You Lose the Power to Negotiate
Immediately after a home inspection is completed, the buyer is given the opportunity to reevaluate their offer, renegotiate the terms or even pull out of the offer, if necessary. More than 80% of home prices are negotiated at least twice when they include a home inspection. But, if you forego this process, you also forfeit the opportunity to readjust the price of the home, which can greatly reflect both the condition of the home and any future repair costs.

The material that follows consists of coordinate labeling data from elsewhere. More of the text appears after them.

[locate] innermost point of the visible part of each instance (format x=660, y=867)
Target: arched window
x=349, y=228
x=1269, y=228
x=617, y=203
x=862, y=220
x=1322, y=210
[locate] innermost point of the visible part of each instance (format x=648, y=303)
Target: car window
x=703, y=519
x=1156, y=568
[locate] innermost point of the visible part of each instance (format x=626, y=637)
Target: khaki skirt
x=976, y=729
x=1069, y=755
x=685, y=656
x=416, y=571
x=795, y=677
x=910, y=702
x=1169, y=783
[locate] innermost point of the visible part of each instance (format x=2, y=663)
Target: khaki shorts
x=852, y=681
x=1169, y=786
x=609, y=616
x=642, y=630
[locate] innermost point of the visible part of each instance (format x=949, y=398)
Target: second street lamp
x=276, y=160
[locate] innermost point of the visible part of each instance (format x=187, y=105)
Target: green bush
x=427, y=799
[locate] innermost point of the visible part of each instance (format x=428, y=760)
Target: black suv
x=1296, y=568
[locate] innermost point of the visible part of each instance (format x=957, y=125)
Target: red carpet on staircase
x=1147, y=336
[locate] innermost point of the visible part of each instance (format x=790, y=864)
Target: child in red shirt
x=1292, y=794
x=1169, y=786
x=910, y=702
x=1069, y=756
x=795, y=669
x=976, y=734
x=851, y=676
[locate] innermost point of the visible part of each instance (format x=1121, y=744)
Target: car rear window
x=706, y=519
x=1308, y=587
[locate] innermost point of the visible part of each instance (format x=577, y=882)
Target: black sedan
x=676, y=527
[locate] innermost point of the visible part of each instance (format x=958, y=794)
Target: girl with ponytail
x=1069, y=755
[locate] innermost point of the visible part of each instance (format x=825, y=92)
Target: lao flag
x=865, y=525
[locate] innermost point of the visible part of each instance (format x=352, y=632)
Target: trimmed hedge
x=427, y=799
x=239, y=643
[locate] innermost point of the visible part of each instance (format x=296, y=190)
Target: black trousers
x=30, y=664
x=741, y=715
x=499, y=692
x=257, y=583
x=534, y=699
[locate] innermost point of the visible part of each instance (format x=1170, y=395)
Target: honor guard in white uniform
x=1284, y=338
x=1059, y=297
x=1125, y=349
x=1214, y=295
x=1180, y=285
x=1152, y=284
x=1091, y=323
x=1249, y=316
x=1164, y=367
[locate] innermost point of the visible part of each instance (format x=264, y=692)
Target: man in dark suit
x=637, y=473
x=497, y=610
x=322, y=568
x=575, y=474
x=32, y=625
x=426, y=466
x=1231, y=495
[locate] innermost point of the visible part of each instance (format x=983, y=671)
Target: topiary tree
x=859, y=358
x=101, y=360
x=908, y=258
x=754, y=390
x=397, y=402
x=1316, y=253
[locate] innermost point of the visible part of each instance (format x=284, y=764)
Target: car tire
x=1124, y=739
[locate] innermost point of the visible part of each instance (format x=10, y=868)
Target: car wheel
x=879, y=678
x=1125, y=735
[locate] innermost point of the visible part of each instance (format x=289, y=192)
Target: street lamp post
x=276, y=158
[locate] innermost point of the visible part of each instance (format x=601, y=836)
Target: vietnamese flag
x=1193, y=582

You May Inherit Unknown, Costly Repairs
A home inspection provides an overall report of the current condition of a home, including its systems, appliances, foundation and more, as well as letting a buyer know what repairs will be necessary. By skipping the home inspection, you risk letting both minor and major issues go undetected. Without an inspection contingency, you as the buyer will have no choice but to take on all financial responsibilities for these repairs.
Insurance May Not Cover These Repairs
An inspection not only helps a buyer identify and evaluate the home’s problems, but if they do choose to purchase the home, their insurance company will also receive the report. Without a report, your insurance company may not cover pre-existing issues discovered after purchase without a home inspection. Because you skipped this vital process, you will likely have to pay out of your own pocket for any and all repairs.
Home Issues May Cause Health and Safety Hazards
When an inspector makes their report, they will note any and all health and safety hazards. Without this, you may not be aware of potentially dangerous conditions that can negatively affect you and your family. Issues such as outdated electrical wiring, deteriorating pipes or structural damage, such as a cracked foundation, can put you at serious risk. An inspector will identify these issues and give you information on how to fix or replace items and areas as needed.
An Inspection Will Offer Peace of Mind
A completed home inspection paints a picture of not only the condition of a home, but the overall value, which can help buyers when it comes to negotiation and costs. Without the details of a home’s condition, you may feel anxious and uncertain—both feelings that you should never experience when making such an important and costly purchase. Whether an inspection brings up a lot of issues and problems with a home, or if it yields only a few, you will have the opportunity to walk away or move forward knowing everything necessary about your new house.